Bernard Arnault, un prédateur discret
Le patron de LVMH veut utiliser les milliards dégagés par son groupe pour investir.
«C’est un homme extrêmement secret, timide, introverti», explique une personne qui l’a fréquenté dans des dîners parisiens. Ses «communicants» de l’agence DGM passent leur temps à refuser des interviews. Le Financial Times a mis deux ans à obtenir un entretien où Bernard Arnault commente ses goûts vestimentaires – sans surprise, il s’habille en Dior, fleuron historique du groupe LVMH.
«Il ne se livre pas, il garde toujours ses distances», commente Yves Messarovitch, qui l’a rencontré longuement pour une biographie*. Les rendez-vous se déroulaient dans la résidence du milliardaire à Saint-Tropez, une maison provençale «simple, chic et de bon goût». Selon le biographe, Bernard Arnault est toujours «sobre dans ses apparitions, presque minimaliste». Mais son «regard au laser» marque durablement ceux qui réussissent à l’approcher.
Promoteur dans les années 80
Car derrière la façade discrète se cache un redoutable prédateur des affaires. Né dans le nord de la France, Bernard Arnault n’est au début des années 1980 qu’un jeune promoteur immobilier ambitieux. Le groupe Férinel, issu de l’entreprise de travaux publics de son père, construit des maisons de vacances bon marché. C’est en 1984 que survient le coup de chance, ou de génie: le gouvernement socialiste de Laurent Fabius lui cède l’entreprise textile Boussac pour un franc (français) symbolique.

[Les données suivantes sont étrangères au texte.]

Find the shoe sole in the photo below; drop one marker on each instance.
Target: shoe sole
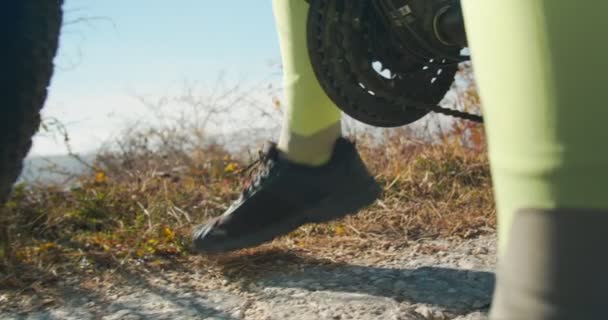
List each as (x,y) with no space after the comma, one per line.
(348,202)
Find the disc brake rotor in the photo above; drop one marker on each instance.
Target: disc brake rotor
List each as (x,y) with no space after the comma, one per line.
(365,70)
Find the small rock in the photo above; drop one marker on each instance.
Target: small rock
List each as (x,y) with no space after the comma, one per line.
(480,250)
(425,311)
(400,285)
(478,304)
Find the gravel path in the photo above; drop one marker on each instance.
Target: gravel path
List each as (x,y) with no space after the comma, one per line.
(433,279)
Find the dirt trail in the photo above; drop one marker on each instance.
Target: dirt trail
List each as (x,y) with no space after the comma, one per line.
(433,279)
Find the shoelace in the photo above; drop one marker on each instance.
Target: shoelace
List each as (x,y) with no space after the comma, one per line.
(257,172)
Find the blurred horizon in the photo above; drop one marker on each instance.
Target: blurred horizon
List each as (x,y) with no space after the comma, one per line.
(113,53)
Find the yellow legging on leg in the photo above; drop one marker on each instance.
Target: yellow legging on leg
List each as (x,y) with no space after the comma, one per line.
(311,122)
(541,69)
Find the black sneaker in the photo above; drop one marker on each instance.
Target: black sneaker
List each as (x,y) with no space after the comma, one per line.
(282,196)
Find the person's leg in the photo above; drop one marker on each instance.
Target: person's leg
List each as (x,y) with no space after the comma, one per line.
(311,122)
(313,175)
(540,66)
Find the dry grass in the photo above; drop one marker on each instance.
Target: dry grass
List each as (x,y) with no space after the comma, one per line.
(136,211)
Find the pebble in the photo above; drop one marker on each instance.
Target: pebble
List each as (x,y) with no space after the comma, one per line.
(418,287)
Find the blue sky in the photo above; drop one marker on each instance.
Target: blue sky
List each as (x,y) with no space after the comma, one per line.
(150,47)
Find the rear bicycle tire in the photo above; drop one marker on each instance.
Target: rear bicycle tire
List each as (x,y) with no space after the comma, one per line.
(29,34)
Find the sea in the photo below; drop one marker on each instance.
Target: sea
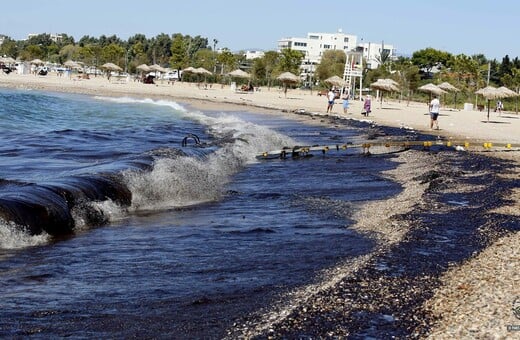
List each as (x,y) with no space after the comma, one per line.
(130,217)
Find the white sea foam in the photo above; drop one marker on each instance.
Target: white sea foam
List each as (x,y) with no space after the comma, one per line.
(129,100)
(15,237)
(186,180)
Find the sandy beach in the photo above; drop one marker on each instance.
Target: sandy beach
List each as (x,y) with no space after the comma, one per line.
(471,300)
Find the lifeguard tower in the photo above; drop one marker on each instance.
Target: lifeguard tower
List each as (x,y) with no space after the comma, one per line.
(353,70)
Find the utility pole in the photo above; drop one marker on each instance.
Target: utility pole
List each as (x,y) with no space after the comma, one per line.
(215,42)
(489,73)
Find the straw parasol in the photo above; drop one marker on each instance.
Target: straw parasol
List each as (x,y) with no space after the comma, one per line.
(288,78)
(36,62)
(450,88)
(336,81)
(432,89)
(143,68)
(189,70)
(507,92)
(387,85)
(238,73)
(111,67)
(202,70)
(7,60)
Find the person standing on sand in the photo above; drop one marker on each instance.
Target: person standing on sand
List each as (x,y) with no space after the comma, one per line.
(330,100)
(367,106)
(345,104)
(435,106)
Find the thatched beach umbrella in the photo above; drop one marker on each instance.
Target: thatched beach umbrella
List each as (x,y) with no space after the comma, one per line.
(36,62)
(450,88)
(507,92)
(7,60)
(387,85)
(288,78)
(238,73)
(111,67)
(432,89)
(143,68)
(202,70)
(335,81)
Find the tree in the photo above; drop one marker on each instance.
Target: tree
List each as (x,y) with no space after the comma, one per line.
(113,53)
(429,57)
(179,50)
(69,52)
(227,60)
(262,68)
(32,52)
(408,73)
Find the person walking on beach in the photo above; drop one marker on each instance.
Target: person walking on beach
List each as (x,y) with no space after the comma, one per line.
(330,100)
(345,103)
(499,107)
(435,106)
(367,106)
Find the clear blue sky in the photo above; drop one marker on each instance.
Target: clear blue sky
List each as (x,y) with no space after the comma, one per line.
(456,26)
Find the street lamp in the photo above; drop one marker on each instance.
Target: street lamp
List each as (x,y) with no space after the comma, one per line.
(310,75)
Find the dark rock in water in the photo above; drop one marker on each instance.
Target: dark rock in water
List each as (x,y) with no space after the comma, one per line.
(428,176)
(38,211)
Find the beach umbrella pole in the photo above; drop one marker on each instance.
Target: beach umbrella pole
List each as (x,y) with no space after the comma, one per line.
(488,109)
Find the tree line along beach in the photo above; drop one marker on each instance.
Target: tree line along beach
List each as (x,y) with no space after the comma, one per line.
(451,234)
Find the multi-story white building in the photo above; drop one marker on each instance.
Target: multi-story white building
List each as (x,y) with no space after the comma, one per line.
(254,54)
(315,44)
(53,37)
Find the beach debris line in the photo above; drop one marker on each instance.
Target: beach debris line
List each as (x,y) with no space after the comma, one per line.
(386,146)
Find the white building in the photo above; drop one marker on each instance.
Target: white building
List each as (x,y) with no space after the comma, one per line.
(315,44)
(54,37)
(254,54)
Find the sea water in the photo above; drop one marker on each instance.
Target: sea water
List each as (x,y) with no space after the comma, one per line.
(112,227)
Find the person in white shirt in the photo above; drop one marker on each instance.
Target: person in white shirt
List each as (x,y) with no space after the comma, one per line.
(435,106)
(330,98)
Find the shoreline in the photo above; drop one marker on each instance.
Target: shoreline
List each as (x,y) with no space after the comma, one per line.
(449,298)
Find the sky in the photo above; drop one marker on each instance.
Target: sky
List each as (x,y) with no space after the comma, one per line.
(455,26)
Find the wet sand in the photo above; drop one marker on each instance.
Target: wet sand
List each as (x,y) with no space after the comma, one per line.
(447,262)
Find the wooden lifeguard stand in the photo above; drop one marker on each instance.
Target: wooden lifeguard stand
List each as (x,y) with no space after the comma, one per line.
(353,70)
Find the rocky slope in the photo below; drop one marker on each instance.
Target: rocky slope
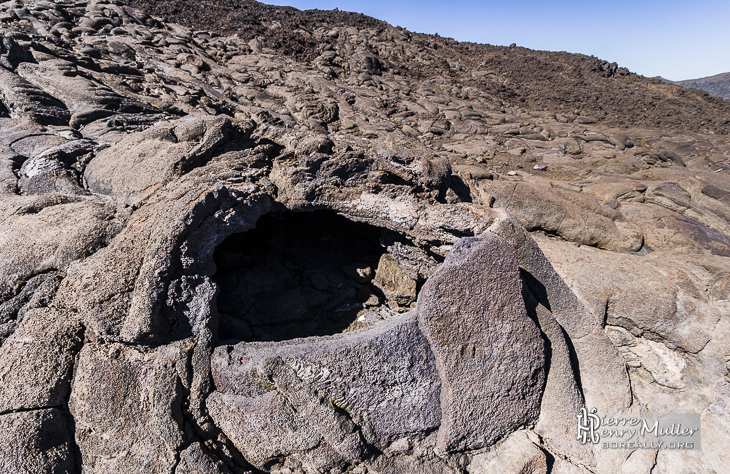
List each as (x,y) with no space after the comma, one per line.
(331,245)
(717,85)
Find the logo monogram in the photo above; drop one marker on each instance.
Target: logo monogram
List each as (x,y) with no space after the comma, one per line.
(588,424)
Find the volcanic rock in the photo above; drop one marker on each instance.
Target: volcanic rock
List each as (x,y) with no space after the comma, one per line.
(242,238)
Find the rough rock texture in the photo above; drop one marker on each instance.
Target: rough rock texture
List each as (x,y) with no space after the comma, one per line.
(489,354)
(313,242)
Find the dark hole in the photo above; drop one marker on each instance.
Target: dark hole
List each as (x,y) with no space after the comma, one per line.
(297,275)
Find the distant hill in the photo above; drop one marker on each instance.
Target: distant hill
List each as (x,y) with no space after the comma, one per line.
(718,85)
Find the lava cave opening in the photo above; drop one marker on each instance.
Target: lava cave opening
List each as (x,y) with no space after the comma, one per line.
(299,274)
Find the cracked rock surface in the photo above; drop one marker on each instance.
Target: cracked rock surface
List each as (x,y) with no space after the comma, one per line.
(313,242)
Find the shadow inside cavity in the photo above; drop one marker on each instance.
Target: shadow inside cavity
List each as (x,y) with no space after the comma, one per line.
(296,275)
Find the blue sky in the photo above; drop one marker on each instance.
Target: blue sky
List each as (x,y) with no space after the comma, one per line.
(673,39)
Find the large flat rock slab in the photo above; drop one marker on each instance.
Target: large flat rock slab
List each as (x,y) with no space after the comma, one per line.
(489,353)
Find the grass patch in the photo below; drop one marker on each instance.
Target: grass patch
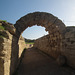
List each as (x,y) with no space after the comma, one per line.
(2,28)
(29,42)
(3,20)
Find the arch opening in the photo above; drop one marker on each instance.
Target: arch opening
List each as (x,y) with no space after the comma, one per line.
(52,24)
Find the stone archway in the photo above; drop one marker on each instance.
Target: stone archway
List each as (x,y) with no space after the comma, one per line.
(52,24)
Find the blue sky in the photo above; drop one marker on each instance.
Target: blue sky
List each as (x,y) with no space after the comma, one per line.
(12,10)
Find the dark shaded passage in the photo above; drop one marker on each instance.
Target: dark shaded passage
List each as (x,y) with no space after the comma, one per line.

«Il s’est engagé à relancer Boussac, puis il l’a démantelé», rappelle Olivier Toscer, auteur d’un livre** qui relate cet épisode. Du groupe en perdition, Bernard Arnault ne garde que le joyau, la maison Dior, et le magasin Le Bon Marché. «Il a compris très vite qu’il pourrait bâtir un empire cohérent dans le domaine du luxe, mais il ne l’a dit à personne pour ne pas donner des idées», note Yves Messarovitch.
Le jeune millionnaire récupère alors le groupe pour un franc symbolique et en investit 40 millions, promettant qu’il ne démantèlera aucune entreprise. L’État lui offre par ailleurs pas moins de 750 millions de francs de subventions et les banques abandonnent 1 milliard de francs de créance. Hélas, Bernard Arnault a menti. Il n’a jamais eu l’intention de sauver toutes les sociétés concernées. Une seule l’intéresse vraiment : Dior. Toutes les autres seront rapidement vendues ou démantelées, mettant ainsi des milliers de salariés sur le carreau. Presque 8000 postes sont donc supprimés, décimant des bassins d’emploi entiers.
Mais peu importe, en quelques années, avec ce faible investissement, le jeune homme d’affaires se retrouve à la tête d’un pactole de 8 milliards de francs. Un immense capital de départ qui lui servira à mener le projet qu’il a toujours eu à l’esprit : bâtir un empire du luxe. C’est ainsi qu’il met la main sur LVMH à la fin des années 80, profitant des difficultés de la compagnie pour lancer une OPA sur elle. Petit à petit, l’appétit vorace de l’homme d’affaires le conduira à racheter une multitude d’entreprises pour asseoir définitivement sa position d’individu le plus riche de France, voire du monde.
Construire un autre récit de l’histoire
Évidemment, la réalité n’est en rien reluisante pour le milliardaire et la mauvaise publicité n’est jamais bonne pour le business. Bernard Arnault va donc s’affairer très vite à réécrire son histoire pour passer pour « self-made man »dont la réussite ne serait que le fruit du travail et de l’ingéniosité.
Pour redorer son image, mais aussi pour défendre ses intérêts, il décide donc d’acheter quelques médias. Il prend alors possession des journaux Le Parisien, Aujourd’hui en France, et Les Échos, ainsi que de Radio classique.Mais il place également des billes à Challenges, le magazine français qui réalise le classement des plus grandes fortunes au monde (et qui se charge de chanter leurs louanges par la même occasion).